April 12th, 2016 by LiveMD

post_pregnancyAfter having a baby your body goes through many changes. LiveMD gives you advice on what changes your body may experience after giving birth.

  1. Belly Weight – Most women expect that their stomach will quickly return to normal almost immediately after giving birth. This however is not usually the case. It can take 6-8 weeks for a woman’s enlarged uterus to return to it’s pre-pregnancy size and often times much longer for a woman to lose the extra weight that was gained during pregnancy. Also, since the skin of the stomach was stretched, a woman may experience loose skin that may be able to be toned with exercise or may never go away entirely.
  2. Decreased Sex Drive – Doctors usually recommend abstaining from sex for at least 6 weeks after delivery however some women find that they are uninterested in sex for long after that. After giving birth your body is experiencing many different hormonal changes and along with hectic days and sleepless nights, intimacy is usually not a priority for many women. This decline in sex drive may last for months.
  3. Change in Shoe Size – 60-70 percent of women will experience an increase in their shoe size after giving birth to their baby. There are two reasons that this may occur. One is that the increase in hormones that a woman experiences when she is pregnant may contribute to a slight growth in foot size. The other reason is that the extra weight that a woman carries during pregnancy may cause the feet to flatten out, making them longer.
  4. Incontinence – Loss of bladder control is quite common after giving birth. Due to the amount of pressure that was exerted on the bladder for 9 months and the possible trauma to the bladder that may have been experienced during childbirth, it is possible for a woman to experience urinary incontinence for either a short time or sometimes long term after delivery.
  5. Hair Loss – Postpartum hair loss can occur in new mothers in the first 3 to 6 months after childbirth.

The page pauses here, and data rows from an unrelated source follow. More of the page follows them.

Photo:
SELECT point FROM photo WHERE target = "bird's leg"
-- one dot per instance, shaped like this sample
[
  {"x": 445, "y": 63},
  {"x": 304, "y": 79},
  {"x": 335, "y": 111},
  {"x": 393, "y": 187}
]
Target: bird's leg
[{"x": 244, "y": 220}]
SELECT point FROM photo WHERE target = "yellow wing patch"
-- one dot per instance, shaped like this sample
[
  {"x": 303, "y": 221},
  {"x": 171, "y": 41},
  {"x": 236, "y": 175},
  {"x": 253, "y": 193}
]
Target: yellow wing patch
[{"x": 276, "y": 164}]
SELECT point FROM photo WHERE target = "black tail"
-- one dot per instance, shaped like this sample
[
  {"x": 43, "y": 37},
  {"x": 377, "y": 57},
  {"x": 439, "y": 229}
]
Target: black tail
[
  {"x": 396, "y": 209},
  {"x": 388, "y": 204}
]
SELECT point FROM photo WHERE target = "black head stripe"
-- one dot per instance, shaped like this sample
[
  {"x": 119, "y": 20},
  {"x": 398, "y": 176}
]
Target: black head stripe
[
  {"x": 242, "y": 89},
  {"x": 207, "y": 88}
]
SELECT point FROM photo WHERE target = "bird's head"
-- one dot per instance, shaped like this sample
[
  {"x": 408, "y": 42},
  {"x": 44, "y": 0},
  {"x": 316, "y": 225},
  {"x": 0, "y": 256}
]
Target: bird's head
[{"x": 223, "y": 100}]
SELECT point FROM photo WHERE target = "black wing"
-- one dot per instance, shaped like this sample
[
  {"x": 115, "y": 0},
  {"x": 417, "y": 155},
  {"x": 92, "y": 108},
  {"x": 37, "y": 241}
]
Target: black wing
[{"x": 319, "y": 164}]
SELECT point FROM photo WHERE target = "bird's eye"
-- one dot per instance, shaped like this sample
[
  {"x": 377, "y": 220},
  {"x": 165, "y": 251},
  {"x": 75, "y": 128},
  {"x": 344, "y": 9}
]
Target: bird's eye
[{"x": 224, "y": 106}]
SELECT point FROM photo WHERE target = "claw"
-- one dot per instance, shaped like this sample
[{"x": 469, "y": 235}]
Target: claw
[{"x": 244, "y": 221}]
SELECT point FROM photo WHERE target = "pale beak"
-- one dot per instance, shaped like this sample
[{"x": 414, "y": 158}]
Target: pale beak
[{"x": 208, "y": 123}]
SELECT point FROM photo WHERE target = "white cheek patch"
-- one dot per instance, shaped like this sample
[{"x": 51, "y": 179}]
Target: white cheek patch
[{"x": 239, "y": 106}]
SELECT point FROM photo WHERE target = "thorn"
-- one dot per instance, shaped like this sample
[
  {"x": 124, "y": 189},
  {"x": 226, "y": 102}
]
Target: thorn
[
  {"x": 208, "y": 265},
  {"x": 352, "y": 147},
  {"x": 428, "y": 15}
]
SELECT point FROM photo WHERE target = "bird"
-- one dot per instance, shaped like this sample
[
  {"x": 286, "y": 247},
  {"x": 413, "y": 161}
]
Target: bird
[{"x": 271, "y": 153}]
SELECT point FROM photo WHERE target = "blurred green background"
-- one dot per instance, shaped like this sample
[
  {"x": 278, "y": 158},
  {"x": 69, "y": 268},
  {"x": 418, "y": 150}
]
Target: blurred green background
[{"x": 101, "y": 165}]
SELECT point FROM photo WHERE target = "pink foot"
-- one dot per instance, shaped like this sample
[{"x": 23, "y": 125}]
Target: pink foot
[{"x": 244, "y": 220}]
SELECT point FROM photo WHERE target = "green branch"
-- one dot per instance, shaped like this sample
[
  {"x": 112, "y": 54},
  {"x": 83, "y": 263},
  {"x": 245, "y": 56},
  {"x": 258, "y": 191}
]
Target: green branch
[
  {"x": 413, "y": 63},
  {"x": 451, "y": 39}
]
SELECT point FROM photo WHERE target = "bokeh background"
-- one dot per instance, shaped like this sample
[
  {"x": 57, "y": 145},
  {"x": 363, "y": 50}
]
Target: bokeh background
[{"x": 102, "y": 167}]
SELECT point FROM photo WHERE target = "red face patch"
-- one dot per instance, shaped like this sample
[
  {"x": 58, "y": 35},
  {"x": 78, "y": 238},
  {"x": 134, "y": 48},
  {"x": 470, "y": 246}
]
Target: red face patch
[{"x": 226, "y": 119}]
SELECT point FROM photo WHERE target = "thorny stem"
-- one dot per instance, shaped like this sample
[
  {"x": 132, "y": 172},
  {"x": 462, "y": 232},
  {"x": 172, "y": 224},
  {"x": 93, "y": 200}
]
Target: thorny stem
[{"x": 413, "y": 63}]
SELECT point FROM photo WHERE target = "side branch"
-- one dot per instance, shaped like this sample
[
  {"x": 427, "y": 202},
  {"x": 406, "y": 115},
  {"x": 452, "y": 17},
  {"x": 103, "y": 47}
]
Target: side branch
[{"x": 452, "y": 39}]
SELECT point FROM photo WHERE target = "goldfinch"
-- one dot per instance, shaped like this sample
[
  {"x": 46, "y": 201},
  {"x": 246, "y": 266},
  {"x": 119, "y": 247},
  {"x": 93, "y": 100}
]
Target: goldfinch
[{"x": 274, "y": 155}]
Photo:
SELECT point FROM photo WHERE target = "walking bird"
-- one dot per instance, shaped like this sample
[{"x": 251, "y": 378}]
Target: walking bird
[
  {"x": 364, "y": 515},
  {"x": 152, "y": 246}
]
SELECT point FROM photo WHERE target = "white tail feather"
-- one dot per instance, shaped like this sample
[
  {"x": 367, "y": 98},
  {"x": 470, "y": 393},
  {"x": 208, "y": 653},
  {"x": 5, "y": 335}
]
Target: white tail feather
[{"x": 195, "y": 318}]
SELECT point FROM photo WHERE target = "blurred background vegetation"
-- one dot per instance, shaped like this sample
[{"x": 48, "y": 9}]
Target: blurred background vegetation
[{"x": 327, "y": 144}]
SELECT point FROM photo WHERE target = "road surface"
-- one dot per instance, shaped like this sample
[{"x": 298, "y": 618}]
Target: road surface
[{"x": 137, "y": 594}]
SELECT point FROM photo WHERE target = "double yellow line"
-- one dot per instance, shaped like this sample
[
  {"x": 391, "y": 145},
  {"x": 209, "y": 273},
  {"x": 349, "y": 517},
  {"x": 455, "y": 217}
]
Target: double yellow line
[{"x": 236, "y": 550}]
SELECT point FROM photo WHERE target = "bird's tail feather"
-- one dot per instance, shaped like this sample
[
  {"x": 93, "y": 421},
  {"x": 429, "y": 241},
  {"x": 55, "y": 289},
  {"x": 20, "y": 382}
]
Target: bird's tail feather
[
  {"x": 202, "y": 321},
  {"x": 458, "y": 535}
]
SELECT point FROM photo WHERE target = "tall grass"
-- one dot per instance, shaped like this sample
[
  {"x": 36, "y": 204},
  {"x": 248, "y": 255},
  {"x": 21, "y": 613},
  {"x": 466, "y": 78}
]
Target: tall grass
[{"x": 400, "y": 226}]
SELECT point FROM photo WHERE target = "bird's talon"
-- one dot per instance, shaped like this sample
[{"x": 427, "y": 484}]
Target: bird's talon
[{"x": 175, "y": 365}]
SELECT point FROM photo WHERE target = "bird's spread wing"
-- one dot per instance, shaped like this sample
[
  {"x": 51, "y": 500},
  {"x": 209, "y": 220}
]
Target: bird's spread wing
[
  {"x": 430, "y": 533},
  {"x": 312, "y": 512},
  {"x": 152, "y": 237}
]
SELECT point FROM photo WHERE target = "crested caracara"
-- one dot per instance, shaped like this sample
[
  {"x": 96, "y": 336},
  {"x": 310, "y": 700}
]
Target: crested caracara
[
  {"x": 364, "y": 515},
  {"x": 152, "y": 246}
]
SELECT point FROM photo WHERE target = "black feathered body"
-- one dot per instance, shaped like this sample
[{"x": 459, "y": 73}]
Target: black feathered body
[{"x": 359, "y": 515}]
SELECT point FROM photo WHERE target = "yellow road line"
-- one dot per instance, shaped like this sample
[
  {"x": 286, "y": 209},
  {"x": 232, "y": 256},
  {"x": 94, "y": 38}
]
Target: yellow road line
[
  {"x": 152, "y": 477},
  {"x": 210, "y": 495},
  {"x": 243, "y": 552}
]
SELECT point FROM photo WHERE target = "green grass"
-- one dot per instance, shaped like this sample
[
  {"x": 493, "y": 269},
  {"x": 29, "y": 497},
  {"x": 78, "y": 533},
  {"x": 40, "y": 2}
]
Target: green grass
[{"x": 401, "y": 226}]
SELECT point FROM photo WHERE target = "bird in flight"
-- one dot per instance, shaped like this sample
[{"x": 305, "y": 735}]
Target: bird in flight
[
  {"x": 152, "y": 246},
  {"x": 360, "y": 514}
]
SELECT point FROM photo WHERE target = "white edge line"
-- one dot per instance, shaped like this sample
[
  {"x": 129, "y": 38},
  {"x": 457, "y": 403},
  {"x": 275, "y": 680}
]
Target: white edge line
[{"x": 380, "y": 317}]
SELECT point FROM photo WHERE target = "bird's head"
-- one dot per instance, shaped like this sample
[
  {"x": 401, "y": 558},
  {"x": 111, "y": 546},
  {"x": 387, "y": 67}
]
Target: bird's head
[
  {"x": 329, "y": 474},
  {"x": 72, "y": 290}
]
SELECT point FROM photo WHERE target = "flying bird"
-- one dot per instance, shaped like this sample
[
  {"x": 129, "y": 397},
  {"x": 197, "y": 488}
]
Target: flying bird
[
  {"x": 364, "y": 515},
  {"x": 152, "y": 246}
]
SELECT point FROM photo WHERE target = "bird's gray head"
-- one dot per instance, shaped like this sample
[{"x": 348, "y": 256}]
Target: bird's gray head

Hair may be lost a bit at a time or may fall out in clumps. This is normal and is due to the hormonal changes that your body experiences after delivery. Once hormone levels return to normal, your hair should return to normal as well.
  6. Change in Breast Size – When breastfeeding, a new mother can expect that her breast size will increase. However, after a baby stops breastfeeding changes in the breast may be observed. A woman may experience saggier skin, larger breasts or smaller breasts than before. All of these changes are quite common and perfectly normal.

Are you expecting, have recently given birth or are nursing a new baby? If you have questions or need the advice of a professional, LiveMD is here to help. Visit www.mylivemd.com today and speak to one of our doctors about all of your pregnancy and childcare concerns.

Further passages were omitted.